Stein committed to using an efficient but not explosive run game as well as RPOs to manipulate the defense and set up intermediate and deep passing. The success-rate splits are interesting to break out: rushing efficiency only goes up two percentage points during the second part of the season, but passing efficiency jumps by an incredible eight points.”

Hard to run the ball with so many injuries on the offensive line.

How bad was the offensive line situation at UTSA? I cannot write it as well as hythloday1, as he explained that it was…

“…one of the worst offensive line injury situations early in the 2022 season that I’ve ever encountered.
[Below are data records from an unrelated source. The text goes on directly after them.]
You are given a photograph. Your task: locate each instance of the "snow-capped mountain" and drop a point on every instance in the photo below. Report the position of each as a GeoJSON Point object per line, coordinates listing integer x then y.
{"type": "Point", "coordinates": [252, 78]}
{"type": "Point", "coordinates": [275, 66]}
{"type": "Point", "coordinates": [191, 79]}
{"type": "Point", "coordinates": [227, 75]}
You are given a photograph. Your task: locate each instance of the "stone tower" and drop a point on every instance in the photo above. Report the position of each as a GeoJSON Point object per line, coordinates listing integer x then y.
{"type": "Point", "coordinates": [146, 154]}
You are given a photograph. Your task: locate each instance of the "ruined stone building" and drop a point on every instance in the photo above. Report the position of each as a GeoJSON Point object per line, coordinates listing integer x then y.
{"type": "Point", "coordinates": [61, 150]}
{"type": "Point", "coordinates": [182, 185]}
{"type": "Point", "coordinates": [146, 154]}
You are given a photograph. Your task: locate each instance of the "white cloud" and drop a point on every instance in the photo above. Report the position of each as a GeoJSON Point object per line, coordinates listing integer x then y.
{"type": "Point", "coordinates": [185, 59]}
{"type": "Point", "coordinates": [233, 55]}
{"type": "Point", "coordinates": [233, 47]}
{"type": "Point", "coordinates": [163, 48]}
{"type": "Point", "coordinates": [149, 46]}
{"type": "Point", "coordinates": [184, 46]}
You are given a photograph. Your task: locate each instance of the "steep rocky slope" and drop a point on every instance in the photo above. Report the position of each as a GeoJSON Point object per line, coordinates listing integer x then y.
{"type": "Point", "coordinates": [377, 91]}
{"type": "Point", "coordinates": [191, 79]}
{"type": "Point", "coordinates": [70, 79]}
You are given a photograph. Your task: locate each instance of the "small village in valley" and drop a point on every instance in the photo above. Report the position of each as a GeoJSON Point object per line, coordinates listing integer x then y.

By midway through the year UTSA had five different offensive tackles out with injury and were rotating guys out of position and playing a walk-on and a converted defensive lineman as starters. For much of the year I studied, UTSA’s offensive line grades on my tally sheet came out at over 30% error rates, which I’ve never seen before.”

Good gosh–how did Coach Stein get any offensive production at all, let alone those impressive numbers? In my view, the UTSA 2022 offensive numbers need to be considered as an incredible feat that was accomplished by Coach Stein; changing offenses, having new and inexperienced offensive linemen–yet scoring to this level? This is really not something that can be compared to Oregon’s offense, as Dillingham certainly did not have an arm tied behind his back while calling plays.

Was I exaggerating with the title? I think not, as his performance in 2022 as a first year play-caller was nothing short of a football miracle. I am sure you are feeling better about Coach Will Stein as I am, because such innovation and resourcefulness–such youthful flexibility will be needed at key moments in Pac-12, 2023 battles. Do join me with your thoughts in the only forum-with-decorum because…

“Oh, how we love to ponder about Our Beloved Ducks!”